I chopped the top off this plant which was given to me as a pot plant, grown tall but a straggly shape. I held my breath but it sprouted vigorously and is now, a year later, this tidy shape.
The Michelias have all been re-named Magnolias but I am not inclined to change. However you might need to look under Magnolia at plant sales places.
I grow a lot of Vireyas. They are temperamental plants, prone to sudden death. Generally this is caused by Phytophthora soil born diseases which is helped in its destructive action by excess moisture which is a bit hard to avoid in Northland. However many varieties seem to be much less susceptible than others and I have many growing well and flowering brilliantly. Here is “Marshal Pierce Madison”, grown from cutting, flowering for the first time – you can see two more fat buds ready to take the place of this huge scented flower when it falls. It makes persevering with these tricky plants worthwhile.

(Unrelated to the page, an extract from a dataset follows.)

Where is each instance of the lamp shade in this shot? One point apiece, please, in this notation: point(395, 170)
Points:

Although I do feel very sad when I see this good sized “French Vanilla” dying. As soon as the leaves start drooping slightly you know there is no going back. This plant has flowered several times in the last three years and has made considerable growth – how dare it die! Covered in buds too!
Spraying with Foscheck is said to help stop the spread of phytophthora root rots. Perhaps I left my spraying a little late this autumn.
Also known as Yellow Jacobinia, this plant shines a golden glow in the late autumn early winter. Grows in sun or shade and unless cut back can reach up to 2-3 meters but becomes straggly and untidy unless growing through other plants. Given a hard cut back after flowering the foliage on the regrowth remains attractive all year. Easily propagated from cuttings or rooted off shoots.
These young plants are probably not doing as well as they should—too wet perhaps.
Gordonia yunnanensis is a fabulous shrub/small tree. It has a huge number of very large white, camellia-like flowers over a long time from now on through winter. You can see from the number of buds how floriferous it is. The foliage is slightly bluey and stands up to wind well. It would make a very good informal hedge as it grows quite upright and remains well clothed right to the ground. It is much more manageable than its fellow species, Gordonia lasianthus which grows into a large spreading tree also covered in smaller white flowers for a long period.